Monitoring tools provider Catchpoint, in collaboration with the DevOps Institute, has published a survey that finds there is a significant gap between the tasks and duties that define the role of what a site reliability engineer (SRE) should be versus what is actually occurring within IT organizations that have hired SREs.
Based on a survey of 600 IT professionals who have SRE titles or individuals that identify themselves as performing SRE-like tasks, the “Catchpoint SRE 2020 Report” finds the bulk of respondents are still squarely focused on managing IT infrastructure.
Google, which is widely credited with defining the SRE role, maintains SREs should be spending as much time managing applications as they do infrastructure. Survey respondents on average are spending 75% of their time on operations. Only 14% of respondents said they are spending 50% or more of their time on application development processes. More than have of respondents (53%) also noted they are becoming involved too late in the application life cycle.
The Catchpoint survey finds the top three tasks survey respondents associated with their roles were monitoring and alerting (93%), dashboarding (73%) and managing infrastructure as code (71%).

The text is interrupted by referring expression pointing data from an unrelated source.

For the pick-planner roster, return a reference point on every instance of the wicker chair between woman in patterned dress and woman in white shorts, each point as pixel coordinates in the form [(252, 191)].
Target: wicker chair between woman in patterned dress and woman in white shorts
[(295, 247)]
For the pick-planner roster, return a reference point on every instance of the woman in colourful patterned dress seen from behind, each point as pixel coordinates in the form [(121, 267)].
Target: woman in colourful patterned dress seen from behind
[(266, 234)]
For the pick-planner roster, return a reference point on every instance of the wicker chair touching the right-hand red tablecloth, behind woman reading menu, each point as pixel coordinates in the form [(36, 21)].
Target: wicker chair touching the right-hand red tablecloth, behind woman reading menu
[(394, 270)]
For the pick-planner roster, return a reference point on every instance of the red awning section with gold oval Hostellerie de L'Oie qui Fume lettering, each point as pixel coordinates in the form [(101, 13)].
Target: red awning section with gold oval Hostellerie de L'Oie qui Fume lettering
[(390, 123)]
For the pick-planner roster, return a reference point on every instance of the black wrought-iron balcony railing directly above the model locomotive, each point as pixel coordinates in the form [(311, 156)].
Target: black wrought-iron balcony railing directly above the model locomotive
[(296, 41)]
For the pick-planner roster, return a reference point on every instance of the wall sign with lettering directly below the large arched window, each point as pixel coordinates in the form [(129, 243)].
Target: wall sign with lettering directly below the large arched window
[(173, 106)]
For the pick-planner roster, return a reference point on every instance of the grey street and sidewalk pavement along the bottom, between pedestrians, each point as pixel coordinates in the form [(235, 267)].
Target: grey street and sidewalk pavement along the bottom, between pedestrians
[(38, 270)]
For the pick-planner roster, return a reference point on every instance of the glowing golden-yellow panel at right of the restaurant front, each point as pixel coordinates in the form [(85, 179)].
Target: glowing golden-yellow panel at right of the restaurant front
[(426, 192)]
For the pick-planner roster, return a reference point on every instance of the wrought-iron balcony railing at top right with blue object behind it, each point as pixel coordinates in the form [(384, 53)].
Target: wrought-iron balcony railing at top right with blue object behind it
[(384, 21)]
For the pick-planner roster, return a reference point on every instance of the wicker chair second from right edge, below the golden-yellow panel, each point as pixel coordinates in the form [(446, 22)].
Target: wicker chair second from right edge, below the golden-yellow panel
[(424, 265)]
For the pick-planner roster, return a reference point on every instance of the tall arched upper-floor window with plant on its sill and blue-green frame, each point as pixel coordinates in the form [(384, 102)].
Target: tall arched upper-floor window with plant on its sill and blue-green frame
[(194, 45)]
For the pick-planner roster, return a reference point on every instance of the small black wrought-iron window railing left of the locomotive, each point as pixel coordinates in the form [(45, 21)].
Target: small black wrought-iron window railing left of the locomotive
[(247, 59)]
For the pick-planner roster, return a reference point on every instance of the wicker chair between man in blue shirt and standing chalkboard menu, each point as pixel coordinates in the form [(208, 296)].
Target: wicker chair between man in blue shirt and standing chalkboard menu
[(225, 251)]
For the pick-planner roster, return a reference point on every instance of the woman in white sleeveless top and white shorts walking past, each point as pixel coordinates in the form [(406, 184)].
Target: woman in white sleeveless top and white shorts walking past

Catchpoint CEO Mehdi Daoudi said one of the most telling aspects of the survey is only 53% of respondents identify observability as a task associated with their role, even though that’s a core tenet for best DevOps practices. Further down the list of DevOps tasks were testing (41%), telemetry (38%) and chaos engineering (26%).
Daoudi said it’s probable many IT organizations are adding SREs in anticipation of furthering their DevOps ambitions. Not every SRE has all the skills required, but as more of them gain hands-on experience it’s likely many will grow into those roles. In fact, 41% of respondents said half or more of their work revolves around mostly manual, repetitive tasks that could be automated. More than half of respondents (52%) said they spend too much time on debugging-related tasks.
Part of the challenges many IT organizations face derives from not putting enough focus on automating the management of legacy IT infrastructure, said Daoudi. Every time a new platform is adopted there’s a rush to operationalize it. However, IT teams frequently overlook the need to automate the management of rote tasks to free up more time to learn how to manage new platforms such as Kubernetes.
Going forward, the survey finds nearly 50% of respondents said they believe they will be working remotely post COVID-19. More than half of respondents also said personal challenges included staying focused and having a good work/life balance while working from home.
The degree to which SRE titles are being adopted to enable IT professionals to justify a raise or simply pad their resumes is unknown. However, the focus on the SRE role is likely to increase in the wake of the economic downturn brought on by the COVID-19 pandemic. In theory, a single SRE should be able to manage all the tasks that previously might have required as many as 10 IT administrators. At a time when many organizations are looking to reduce the total cost of IT, the number of full-time employees required to manage IT environments has clearly become a major concern.